Satellite images reveal huge amounts of methane leaking from U.S. oil fields
Oil and gas operations in the Permian Basin, the largest oil-producing area in the United States, are spewing more than twice the amount of methane emissions into the atmosphere than previously thought — enough wasted energy to power 7 million households in Texas for a year. That's the result of a new study by researchers at Harvard University and the Environmental Defense Fund.
The Permian Basin stretches across a 250-mile by 250-mile area of West Texas and southeastern New Mexico, and accounts for over a third of the crude oil and 10% of the natural gas in the U.S.
The study, published this week in the journal Science Advances, also found that the rate of leakage of methane gas makes up 3.7% of all the gas extracted in the basin, which is about 60% higher than the national average leakage rate. Methane is a potent greenhouse gas, and since the Permian Basin is so large, this excess waste is a significant contribution to our already warming climate.
"These are the highest emissions ever measured from a major U.S. oil and gas basin," said study co-author Dr. Steven Hamburg, chief scientist at the Environmental Defense Fund (EDF).
To map the methane emissions, the team employed a space-borne sensor on a European Space Agency satellite called the Tropospheric Monitoring Instrument (TROPOMI) from May 2018 to March 2019.
Since 2005, the rapid increase in oil and natural gas production in the United States has been driven primarily by hydraulic fracturing (also known as fracking) and horizontal drilling.
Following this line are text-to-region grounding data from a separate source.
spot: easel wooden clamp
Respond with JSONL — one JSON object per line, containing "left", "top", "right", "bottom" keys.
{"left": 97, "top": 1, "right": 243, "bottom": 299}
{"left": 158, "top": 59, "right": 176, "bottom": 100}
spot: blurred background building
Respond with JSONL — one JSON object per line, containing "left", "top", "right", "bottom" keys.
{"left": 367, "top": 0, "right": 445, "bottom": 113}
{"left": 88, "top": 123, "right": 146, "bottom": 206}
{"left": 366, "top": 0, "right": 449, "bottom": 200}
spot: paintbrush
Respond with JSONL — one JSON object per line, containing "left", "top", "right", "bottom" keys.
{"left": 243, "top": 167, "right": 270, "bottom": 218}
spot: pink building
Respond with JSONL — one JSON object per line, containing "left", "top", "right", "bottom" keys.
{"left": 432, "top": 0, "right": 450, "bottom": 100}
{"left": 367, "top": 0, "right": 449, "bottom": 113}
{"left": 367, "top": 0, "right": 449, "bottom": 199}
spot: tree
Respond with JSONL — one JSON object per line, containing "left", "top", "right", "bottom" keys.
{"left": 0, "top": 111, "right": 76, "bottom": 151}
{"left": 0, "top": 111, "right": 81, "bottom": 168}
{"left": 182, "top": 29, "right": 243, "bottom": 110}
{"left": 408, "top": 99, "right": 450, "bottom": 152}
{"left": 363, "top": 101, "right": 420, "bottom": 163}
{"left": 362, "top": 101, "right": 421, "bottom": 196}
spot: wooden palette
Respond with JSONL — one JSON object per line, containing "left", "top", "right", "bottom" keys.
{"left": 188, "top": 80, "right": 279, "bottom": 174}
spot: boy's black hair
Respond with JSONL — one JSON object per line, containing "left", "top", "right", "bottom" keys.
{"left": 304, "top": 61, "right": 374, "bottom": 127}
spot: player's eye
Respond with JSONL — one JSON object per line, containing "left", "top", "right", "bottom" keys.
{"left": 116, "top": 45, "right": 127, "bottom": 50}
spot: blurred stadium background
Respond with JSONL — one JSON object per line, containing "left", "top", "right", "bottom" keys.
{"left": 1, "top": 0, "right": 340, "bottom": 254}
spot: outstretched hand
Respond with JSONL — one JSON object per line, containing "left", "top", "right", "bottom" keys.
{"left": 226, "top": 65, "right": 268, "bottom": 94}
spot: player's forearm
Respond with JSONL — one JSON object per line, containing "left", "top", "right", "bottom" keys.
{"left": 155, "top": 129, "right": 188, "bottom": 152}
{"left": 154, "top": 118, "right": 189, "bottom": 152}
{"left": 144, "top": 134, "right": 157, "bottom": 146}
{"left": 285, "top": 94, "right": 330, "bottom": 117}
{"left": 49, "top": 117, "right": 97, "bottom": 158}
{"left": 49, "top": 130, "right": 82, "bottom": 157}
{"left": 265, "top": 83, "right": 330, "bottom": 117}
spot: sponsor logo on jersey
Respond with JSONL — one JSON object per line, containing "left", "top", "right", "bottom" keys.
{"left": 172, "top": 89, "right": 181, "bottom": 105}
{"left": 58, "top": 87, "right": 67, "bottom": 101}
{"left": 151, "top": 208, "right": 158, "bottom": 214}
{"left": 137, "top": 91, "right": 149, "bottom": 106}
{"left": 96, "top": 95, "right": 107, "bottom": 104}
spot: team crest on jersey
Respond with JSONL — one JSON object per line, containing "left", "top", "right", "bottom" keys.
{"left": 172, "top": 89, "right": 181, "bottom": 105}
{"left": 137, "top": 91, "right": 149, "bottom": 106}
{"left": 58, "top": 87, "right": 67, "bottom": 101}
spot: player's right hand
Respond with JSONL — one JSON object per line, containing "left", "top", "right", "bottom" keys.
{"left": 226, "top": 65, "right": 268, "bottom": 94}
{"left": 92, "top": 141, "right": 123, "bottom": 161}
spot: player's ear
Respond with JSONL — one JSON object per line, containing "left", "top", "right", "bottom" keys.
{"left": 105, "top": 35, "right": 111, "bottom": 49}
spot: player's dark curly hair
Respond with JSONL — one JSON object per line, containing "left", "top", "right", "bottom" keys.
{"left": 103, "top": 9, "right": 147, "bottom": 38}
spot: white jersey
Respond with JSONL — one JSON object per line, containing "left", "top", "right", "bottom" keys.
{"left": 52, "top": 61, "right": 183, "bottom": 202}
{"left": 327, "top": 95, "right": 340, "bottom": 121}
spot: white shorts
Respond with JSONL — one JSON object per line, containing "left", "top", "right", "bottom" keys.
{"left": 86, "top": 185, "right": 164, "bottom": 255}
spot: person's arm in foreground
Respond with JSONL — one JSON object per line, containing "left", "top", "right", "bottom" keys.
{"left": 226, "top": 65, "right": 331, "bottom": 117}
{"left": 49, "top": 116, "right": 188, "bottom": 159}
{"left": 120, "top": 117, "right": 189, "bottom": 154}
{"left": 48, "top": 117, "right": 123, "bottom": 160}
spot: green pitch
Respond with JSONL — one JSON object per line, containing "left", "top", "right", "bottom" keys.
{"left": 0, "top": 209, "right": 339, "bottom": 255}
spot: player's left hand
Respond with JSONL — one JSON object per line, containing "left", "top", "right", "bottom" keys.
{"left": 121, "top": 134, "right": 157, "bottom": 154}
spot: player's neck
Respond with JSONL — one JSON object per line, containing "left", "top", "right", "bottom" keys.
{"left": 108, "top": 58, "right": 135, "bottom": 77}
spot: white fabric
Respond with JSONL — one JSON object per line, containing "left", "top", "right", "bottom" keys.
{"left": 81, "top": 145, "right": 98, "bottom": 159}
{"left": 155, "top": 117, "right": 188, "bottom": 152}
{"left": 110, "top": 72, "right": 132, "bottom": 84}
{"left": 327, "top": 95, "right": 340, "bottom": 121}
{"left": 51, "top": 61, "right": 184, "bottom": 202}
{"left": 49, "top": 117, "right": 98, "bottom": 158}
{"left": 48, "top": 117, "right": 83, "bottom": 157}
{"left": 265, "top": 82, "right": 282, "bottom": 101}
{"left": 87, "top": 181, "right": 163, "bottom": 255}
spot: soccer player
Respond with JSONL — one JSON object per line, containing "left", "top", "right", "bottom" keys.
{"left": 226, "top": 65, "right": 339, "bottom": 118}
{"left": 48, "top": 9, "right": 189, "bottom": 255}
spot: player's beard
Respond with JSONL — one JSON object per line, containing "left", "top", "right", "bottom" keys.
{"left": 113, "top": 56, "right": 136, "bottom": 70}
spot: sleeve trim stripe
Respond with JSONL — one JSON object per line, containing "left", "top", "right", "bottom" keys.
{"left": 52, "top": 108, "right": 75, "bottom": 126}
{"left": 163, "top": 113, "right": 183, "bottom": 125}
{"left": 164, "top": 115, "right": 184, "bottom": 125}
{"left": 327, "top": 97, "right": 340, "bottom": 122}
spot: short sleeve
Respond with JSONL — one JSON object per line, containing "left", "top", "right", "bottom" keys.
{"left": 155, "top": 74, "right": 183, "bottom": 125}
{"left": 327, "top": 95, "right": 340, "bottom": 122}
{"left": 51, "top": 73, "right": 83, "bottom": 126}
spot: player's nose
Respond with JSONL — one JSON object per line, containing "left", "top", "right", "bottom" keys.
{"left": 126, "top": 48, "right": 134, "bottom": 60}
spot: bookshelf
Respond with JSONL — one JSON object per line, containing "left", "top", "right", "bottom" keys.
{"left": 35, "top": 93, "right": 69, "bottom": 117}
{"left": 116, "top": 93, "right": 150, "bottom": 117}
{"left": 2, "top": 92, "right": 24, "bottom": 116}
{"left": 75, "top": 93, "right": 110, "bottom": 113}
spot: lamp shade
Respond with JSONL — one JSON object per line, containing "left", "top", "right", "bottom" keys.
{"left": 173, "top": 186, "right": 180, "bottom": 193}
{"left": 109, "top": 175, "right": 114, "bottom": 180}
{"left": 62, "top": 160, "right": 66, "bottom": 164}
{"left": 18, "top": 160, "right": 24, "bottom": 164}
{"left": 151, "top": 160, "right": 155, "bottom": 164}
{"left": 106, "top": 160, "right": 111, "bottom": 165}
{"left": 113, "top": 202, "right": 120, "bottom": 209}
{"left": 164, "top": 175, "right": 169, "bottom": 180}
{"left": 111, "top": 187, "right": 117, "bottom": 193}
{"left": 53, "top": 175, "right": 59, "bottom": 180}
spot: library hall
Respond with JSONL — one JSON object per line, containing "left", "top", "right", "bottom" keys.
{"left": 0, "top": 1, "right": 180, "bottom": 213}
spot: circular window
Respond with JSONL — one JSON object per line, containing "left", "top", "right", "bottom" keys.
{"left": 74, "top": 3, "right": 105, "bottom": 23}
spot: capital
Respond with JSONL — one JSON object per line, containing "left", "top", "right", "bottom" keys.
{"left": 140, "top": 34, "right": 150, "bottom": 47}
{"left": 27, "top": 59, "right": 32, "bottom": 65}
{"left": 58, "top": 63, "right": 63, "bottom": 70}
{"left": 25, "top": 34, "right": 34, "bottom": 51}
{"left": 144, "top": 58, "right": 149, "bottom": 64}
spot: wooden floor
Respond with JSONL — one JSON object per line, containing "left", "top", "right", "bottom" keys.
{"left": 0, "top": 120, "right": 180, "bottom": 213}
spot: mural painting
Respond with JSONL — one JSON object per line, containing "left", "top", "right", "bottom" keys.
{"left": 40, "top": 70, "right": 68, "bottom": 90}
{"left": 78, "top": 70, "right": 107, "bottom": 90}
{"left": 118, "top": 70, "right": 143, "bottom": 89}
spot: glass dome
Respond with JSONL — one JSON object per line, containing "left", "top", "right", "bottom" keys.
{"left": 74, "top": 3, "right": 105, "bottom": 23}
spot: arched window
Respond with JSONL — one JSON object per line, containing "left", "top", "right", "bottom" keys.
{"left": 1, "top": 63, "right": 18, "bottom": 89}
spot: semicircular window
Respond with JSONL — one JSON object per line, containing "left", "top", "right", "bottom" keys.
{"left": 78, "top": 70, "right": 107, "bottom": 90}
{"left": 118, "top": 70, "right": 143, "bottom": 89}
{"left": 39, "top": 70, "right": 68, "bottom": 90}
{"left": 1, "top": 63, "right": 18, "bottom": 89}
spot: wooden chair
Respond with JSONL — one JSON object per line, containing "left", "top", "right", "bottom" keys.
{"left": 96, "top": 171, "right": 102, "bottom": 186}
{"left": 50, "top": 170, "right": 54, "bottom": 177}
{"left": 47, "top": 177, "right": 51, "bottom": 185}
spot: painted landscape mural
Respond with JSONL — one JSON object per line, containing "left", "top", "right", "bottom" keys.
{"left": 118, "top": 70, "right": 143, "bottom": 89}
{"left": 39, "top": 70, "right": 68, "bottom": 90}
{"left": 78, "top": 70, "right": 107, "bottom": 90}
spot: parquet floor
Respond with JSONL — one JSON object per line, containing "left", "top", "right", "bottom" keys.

While some see the leaked methane gas as a big waste of natural resources, others are focused on the danger posed by methane. Methane is an extremely powerful heat-trapping greenhouse gas, much more potent than its more well-known counterpart, carbon dioxide (CO2).
There is 225 times less methane in the atmosphere than there is CO2, but because of its powerful heat-trapping qualities, methane is contributing about 25% of the current rate of global warming.
Since the Industrial Revolution, global methane concentrations have doubled due mostly to human activities like livestock farming, decay from landfills, and from burning fossil fuels.
"I am very concerned about increasing methane emissions," said Dr. Robert Howarth, a biogeochemist and expert on methane from Cornell University, who was not involved with the study. "Methane is 120 times more powerful than CO2 as a greenhouse gas, compared mass-to-mass for the time both gases are in the atmosphere," he explains.
According to Hamburg, the methane gas escaping the Permian Basin is so excessive that it has tripled the typical heating impact it would have otherwise had through burning the gas. Evidence of this massive leakage undercuts the case made by proponents of natural gas who tout its cleaner-burning qualities over that of its normally dirtier-burning cousin, coal.
"The most up-to-date thinking is that for comparing coal and natural gas to generate electricity, gas is worse than coal if the methane emission rate is greater than 2.7%," said Howarth. However, this research found the Permian Basin's emission rate is higher than that — 3.7% of the gross gas extracted. Therefore, the leakage in the Permian Basin is so high it makes gas and oil emissions more intensive than even coal.
"After staying level for the first decade of the 21st century, methane emissions have been rising quickly over the past decade," said Howarth, "My research indicates that shale gas development in the U.S. is responsible for at least one-third of the total increase in these emissions globally."
The Harvard/EDF paper attributes the high methane leakage rate to extensive venting and flaring, resulting from insufficient infrastructure to process and transport natural gas.
On the other hand, the paper concludes, the higher-than-average leakage rate in the Permian Basin implies an opportunity to reduce methane emissions through better design, more effective management, regulation and infrastructure development.
But over the past few years, regulations on fossil fuels have gone in the opposite direction. "Trump's EPA has proposed to substantially weaken or even eliminate regulations, adopted during the Obama administration, to control methane emissions from oil and gas facilities," said Romany Webb, a senior fellow at the Sabin Center for Climate Change Law at Columbia Law School.
Webb says the Texas Railroad Commission — the state's oil and gas regulator — has its own rules controlling venting and flaring. Venting and flaring is permitted up to 10 days after completion of well drilling; after that operators can apply for an exemption from the commission. "Recently, the number of exemptions granted by the commission has increased dramatically, leading to concerns that it is simply acting as a rubber stamp," said Webb.
"To detect emissions takes sophisticated approaches and highly trained personnel," Howarth said. "To date, the best any government has done is to come up with regulations that rely on industry self-reporting. I find that rather useless."
If the world has any hope of meeting the target for reducing emissions outlined in the Paris climate agreement, reducing CO2 cannot accomplish this alone — the climate responds far more quickly to methane, explains Howarth. To keep the level of warming below the international goal of 2 degrees Celsius and prevent the most catastrophic impacts of climate change, controlling methane leakage is essential. Without it, humanity is bound to fall short.